All this inevitably leads to the rather painful question whether the adaptors have delivered Jan Kenis a service (no doubt intended as a posthumous tribute) by publishing one of his Bosch books. If these texts, unfinished or not, had offered remarkable or keen observations, the answer to that question could have been affirmitive. But the contrary is true. The identification of the Italian Jochanan Alemanno with the ’s-Hertogenbosch Jacob van Aelmanghien, for instance, is only made plausible by means of the two names. But on page 64 the author himself claims that the name Askenazi (with its Latin form Alemanno) was known in the whole of Europe and the Middle East at the end of the fifteenth century. And moreover: isn’t Jochanan a Hebrew variant of Johannes instead of Jacob?

 

The second part of the book offers a not very convincing astrological interpretation of the Haywain triptych. The painting is said to represent the influence of Saturn and the central panel is claimed to depict the horoscope of the End of Times. In his analysis Kenis continuously commits observational errors (the growling dog in the exterior panels is said to guard the horse’s skeleton, some scenes around the haywain should be interpreted in a peaceful or pleasant way, the sitting woman to the left is said to give alms to a sleeping beggar…), he considers hay a symbol of time referring to the end of all living things (a meaning that can nowhere be found in late-medieval culture, see De Bruyn 2001a) and in the yellow rectangle of the haywain he draws some far-fetched lines that in the end make up a square and twelve triangles: supposedly the horoscope as drawn up by medieval astrologers. Together these pages are a nice specimen of Hineininterpretierung.

 

Kenis’ chaotic approach of the Garden of Delights in the last part is equally unconvincing and far-fetched. All the time, the author relates quotes from cabbalist texts to certain details of the triptych but this never leads to an all-round, harmonic intepretation of the painting as a whole.

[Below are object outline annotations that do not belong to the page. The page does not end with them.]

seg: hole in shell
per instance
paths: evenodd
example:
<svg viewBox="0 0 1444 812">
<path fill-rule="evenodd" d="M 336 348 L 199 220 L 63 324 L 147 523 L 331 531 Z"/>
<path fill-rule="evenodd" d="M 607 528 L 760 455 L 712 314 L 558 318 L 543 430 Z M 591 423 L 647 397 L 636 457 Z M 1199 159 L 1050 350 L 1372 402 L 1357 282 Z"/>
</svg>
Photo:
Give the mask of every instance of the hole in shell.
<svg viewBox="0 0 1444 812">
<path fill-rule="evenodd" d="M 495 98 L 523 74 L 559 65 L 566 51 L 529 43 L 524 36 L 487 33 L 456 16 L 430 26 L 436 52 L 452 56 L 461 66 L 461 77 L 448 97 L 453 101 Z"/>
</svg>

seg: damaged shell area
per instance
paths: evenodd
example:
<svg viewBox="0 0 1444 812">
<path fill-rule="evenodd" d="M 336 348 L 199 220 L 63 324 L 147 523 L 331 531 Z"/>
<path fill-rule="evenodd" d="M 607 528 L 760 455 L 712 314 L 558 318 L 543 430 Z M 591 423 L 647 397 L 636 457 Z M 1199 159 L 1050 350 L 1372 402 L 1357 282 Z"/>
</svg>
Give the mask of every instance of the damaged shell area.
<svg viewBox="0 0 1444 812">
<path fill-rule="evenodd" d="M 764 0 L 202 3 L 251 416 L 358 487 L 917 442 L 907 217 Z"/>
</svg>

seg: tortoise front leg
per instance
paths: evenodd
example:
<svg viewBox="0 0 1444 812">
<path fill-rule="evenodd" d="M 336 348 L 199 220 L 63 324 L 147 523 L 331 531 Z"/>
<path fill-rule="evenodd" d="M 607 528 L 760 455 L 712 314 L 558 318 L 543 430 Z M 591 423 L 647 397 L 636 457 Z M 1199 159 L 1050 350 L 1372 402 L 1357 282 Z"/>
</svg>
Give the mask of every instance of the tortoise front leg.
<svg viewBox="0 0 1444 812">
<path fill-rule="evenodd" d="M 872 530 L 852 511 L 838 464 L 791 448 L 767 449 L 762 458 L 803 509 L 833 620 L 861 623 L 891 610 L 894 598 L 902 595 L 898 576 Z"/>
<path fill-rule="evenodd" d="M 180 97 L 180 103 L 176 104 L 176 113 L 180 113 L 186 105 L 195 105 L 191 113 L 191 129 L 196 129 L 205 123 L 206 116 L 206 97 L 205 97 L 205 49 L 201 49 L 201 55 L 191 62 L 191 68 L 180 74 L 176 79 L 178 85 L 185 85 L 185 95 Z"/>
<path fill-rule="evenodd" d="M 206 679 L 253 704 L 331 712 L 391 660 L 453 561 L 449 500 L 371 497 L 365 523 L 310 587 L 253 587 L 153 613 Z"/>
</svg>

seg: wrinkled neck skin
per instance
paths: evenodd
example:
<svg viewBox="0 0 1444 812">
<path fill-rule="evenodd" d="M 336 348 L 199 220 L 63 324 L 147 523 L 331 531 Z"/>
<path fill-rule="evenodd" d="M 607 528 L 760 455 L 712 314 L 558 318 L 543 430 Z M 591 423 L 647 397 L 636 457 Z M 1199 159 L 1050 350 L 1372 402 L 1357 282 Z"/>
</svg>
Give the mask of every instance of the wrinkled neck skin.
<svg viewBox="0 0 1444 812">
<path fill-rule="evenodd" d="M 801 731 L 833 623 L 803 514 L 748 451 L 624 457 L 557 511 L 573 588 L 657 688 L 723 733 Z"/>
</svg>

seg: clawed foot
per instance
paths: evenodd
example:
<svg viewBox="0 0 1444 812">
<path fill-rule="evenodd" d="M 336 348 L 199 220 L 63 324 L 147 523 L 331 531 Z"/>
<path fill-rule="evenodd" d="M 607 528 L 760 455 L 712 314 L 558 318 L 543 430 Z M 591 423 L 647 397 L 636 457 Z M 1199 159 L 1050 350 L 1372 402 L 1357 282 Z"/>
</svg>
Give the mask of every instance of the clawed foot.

None of the texts quoted by Kenis give the reader the impression that Bosch was inspired by them, although the author categorically writes on page 124: ‘The person who has read the Zohar, knows that Bosch was inspired by descriptions from this book when he designed his garden’. The descriptions literally and elaborately quoted by Kenis are definitely not capable of convincing the reader of a cabbalist meaning of the Garden of Delights triptych.

 

De Tuin der Kennis also offers the reader a number of illustrations with comments. In some of these comments the Hineininterpretierung is pushed even further than in the normal text. In this respect, what tops it all is the illustration-with-text on pages 94-95, where in a drawing of ten men (attributed to Bosch) the author recognizes Bosch and Van Aelmanghien himself in the last row. At that moment we have largely crossed the borderline of what can be accepted from a scientific point of view and we travel through a region where vicarious shame defines the climate. All the illustrations are presented without any reference and together with the uncountable printing errors and the sloppy layout this casts another slur on this publication, for which in this case not the author himself but the adaptors are responsible. What is, for instance, the meaning of the years in the subtitle (1498-1998)? The colour illustration of the Garden of Delights on the backflap dates the triptych 1504, but even this year is nothing but a random guess, because the dating of the triptych is as yet uncertain. 1998 probably refers to the year in which the author passed away, but the backflap tells us that this happened in the year 1997…

 

It may sound rather arrogant and in this specific case even extremely tactless, but perhaps both adaptors should have decided not to publish this collection of texts. In any case, De Tuin der Kennis 1498-1998 is an incomplete, but unfortunately also a very imperfect and in fact even a redundant book.